Kurz bevor das Wasser meine Füße erreicht bleibe ich stehen.
»Du bekommst mich dazu umzudrehen. Ich werde gehen! Egal was du tust. Und du wirst nicht mitkommen!«
Ich fülle meine Flasche auf, nehme einen Schluck und lasse sie wieder volllaufen.
Langsam gehe ich zurück zu ihr. Bereit um weiter zu gehen.
»Aber, wie soll ich zurück? Ich kann nicht schwimmen. Ich kann nicht zurück! Das Boot würde noch eine Fahrt nicht überstehen«
Mist. Völlig vergessen. Sie hat recht. Leider.
Ich schnappe meinen Rucksack und gehe los.
»Ich werde mitkommen. Was auch immer es bedeutet. Ich lasse nicht zu, dass du diese Ratte bist!«
»Nein«, versuche ich es ein letztes Mal. Aber ohne Erfolg. Wie erwartet. Die werde ich nicht wieder los. Ihr darf nichts passieren.
Schweigend laufen wie nebeneinander her. Immer den Weg entlang. Endlich wieder feste Steine unter dem Füßen.
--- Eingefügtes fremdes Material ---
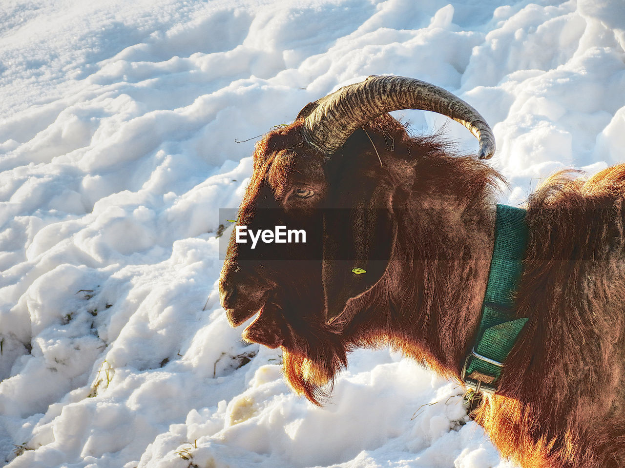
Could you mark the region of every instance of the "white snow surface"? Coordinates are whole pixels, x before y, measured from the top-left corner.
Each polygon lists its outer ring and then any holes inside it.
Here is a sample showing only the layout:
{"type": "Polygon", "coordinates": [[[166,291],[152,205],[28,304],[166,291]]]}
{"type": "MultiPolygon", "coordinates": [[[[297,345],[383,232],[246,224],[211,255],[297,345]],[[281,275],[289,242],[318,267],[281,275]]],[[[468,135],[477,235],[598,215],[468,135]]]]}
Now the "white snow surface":
{"type": "Polygon", "coordinates": [[[389,349],[353,353],[324,407],[294,394],[220,307],[218,209],[251,174],[235,139],[370,74],[480,110],[502,202],[622,161],[622,0],[3,0],[0,19],[0,462],[514,466],[456,383],[389,349]]]}

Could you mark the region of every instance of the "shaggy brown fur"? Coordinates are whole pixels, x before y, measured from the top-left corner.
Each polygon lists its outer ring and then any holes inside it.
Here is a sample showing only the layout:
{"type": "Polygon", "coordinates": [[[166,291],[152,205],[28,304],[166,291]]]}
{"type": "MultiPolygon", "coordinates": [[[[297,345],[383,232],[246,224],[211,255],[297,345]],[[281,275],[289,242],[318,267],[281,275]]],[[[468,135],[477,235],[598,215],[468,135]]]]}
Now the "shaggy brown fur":
{"type": "MultiPolygon", "coordinates": [[[[375,149],[357,130],[331,160],[304,146],[301,125],[257,145],[238,223],[305,227],[311,241],[282,254],[291,261],[272,261],[276,246],[259,253],[231,240],[220,283],[231,323],[260,310],[244,336],[281,346],[287,379],[317,404],[359,346],[390,344],[459,379],[480,319],[500,176],[438,137],[410,137],[388,115],[366,129],[375,149]],[[314,196],[294,197],[301,187],[314,196]],[[328,258],[328,240],[353,236],[356,247],[378,258],[384,253],[349,225],[322,227],[321,208],[368,195],[389,213],[375,222],[392,249],[366,292],[349,290],[352,298],[342,302],[344,291],[337,293],[339,311],[346,306],[328,324],[329,291],[343,268],[328,258]]],[[[625,466],[624,198],[625,165],[588,181],[559,173],[529,199],[517,297],[519,316],[529,320],[500,391],[476,412],[501,453],[523,467],[625,466]]]]}

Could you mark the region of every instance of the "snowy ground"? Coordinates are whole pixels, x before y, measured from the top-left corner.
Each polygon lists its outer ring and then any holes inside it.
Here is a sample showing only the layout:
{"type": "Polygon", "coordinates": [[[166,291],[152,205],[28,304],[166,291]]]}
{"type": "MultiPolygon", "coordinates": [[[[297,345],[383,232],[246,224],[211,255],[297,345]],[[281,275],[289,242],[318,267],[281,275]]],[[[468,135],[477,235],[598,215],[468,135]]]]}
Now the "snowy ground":
{"type": "Polygon", "coordinates": [[[251,169],[254,140],[235,139],[369,74],[477,107],[504,202],[556,168],[622,161],[622,0],[504,2],[3,0],[0,461],[512,467],[458,386],[386,349],[354,353],[324,408],[292,394],[216,285],[218,210],[251,169]]]}

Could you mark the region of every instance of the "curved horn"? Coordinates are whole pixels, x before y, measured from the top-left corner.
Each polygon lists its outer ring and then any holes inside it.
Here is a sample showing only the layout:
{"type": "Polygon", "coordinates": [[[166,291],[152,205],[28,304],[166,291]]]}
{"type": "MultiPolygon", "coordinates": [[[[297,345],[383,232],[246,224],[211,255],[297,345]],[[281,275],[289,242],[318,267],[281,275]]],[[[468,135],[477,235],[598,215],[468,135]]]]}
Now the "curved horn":
{"type": "Polygon", "coordinates": [[[405,109],[431,110],[459,122],[479,140],[480,159],[490,159],[495,152],[492,130],[479,112],[449,91],[414,78],[370,76],[314,104],[311,111],[304,108],[310,113],[304,137],[324,154],[334,154],[354,130],[372,119],[405,109]]]}

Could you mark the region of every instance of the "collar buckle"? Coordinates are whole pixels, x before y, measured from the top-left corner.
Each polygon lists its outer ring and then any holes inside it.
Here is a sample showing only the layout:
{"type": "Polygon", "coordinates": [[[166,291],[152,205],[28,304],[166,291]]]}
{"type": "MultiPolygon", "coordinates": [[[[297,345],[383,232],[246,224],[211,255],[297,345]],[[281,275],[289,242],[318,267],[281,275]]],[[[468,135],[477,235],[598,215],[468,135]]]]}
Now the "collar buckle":
{"type": "Polygon", "coordinates": [[[487,364],[496,366],[498,368],[503,368],[503,363],[478,354],[474,346],[471,348],[471,354],[467,356],[466,359],[464,359],[464,365],[462,366],[462,371],[460,373],[460,378],[464,383],[464,384],[469,388],[472,389],[476,393],[479,393],[480,392],[490,393],[491,394],[495,393],[498,389],[497,384],[494,383],[497,379],[497,377],[489,376],[478,371],[474,371],[468,376],[466,374],[469,360],[472,359],[477,359],[487,364]]]}

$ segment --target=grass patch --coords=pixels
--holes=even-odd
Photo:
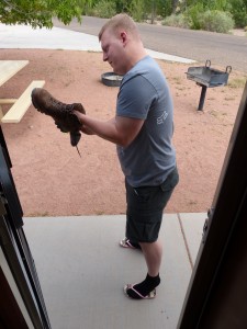
[[[228,82],[229,88],[244,88],[246,83],[246,78],[235,78]]]

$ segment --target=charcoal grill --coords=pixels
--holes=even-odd
[[[232,66],[227,66],[225,71],[211,68],[211,60],[207,59],[204,66],[189,67],[187,79],[197,82],[202,87],[198,110],[202,111],[207,88],[221,87],[227,84]]]

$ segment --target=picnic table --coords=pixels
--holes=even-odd
[[[26,65],[29,65],[29,60],[0,60],[0,87],[9,81]],[[32,104],[32,90],[34,88],[42,88],[44,84],[44,80],[34,80],[18,99],[0,99],[1,123],[19,123]],[[12,104],[12,106],[5,114],[3,114],[2,105],[5,104]]]

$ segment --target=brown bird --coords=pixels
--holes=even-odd
[[[32,103],[38,112],[49,115],[54,118],[56,126],[63,133],[70,134],[70,144],[76,146],[78,154],[78,143],[81,137],[81,123],[74,111],[79,111],[86,114],[85,107],[81,103],[65,104],[56,100],[44,88],[35,88],[31,94]]]

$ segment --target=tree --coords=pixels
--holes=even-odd
[[[0,0],[0,22],[32,27],[53,27],[53,18],[69,24],[72,18],[81,22],[87,0]]]

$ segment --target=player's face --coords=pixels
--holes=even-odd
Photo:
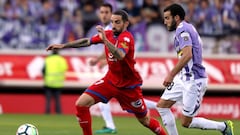
[[[168,31],[176,30],[177,23],[174,17],[171,15],[170,11],[166,11],[163,14],[164,16],[164,24],[167,26]]]
[[[99,9],[99,19],[104,24],[107,25],[111,21],[112,12],[109,7],[100,7]]]
[[[114,35],[118,36],[121,32],[125,30],[125,23],[120,15],[112,15],[112,31]]]

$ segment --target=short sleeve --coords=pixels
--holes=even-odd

Als wir an einer Gabelung ankommen, bleibe ich stehen.
»Kennst du den Weg?«, frage ich Anna.
»Ich dachte du kennst ihn. Du wolltest hier lang. Ich bin dir nur gefolgt. Was hättest du ohne mich getan?«
»Das gleiche wie jetzt auch. Die Mitte ist der beste Weg. Ich spüre es«
Schon laufe ich diesen Weg entlang.
Zwar fragt Anna noch: »Ist es der beste oder der richtige Weg«, aber schließlich folgt sie mir doch.
Das wird schwer. Zwei Ratten. Fast unmöglich. Was da alles passieren kann. Aber was soll ich dagegen tun? Ich kann nur hoffen mich geirrt zu haben.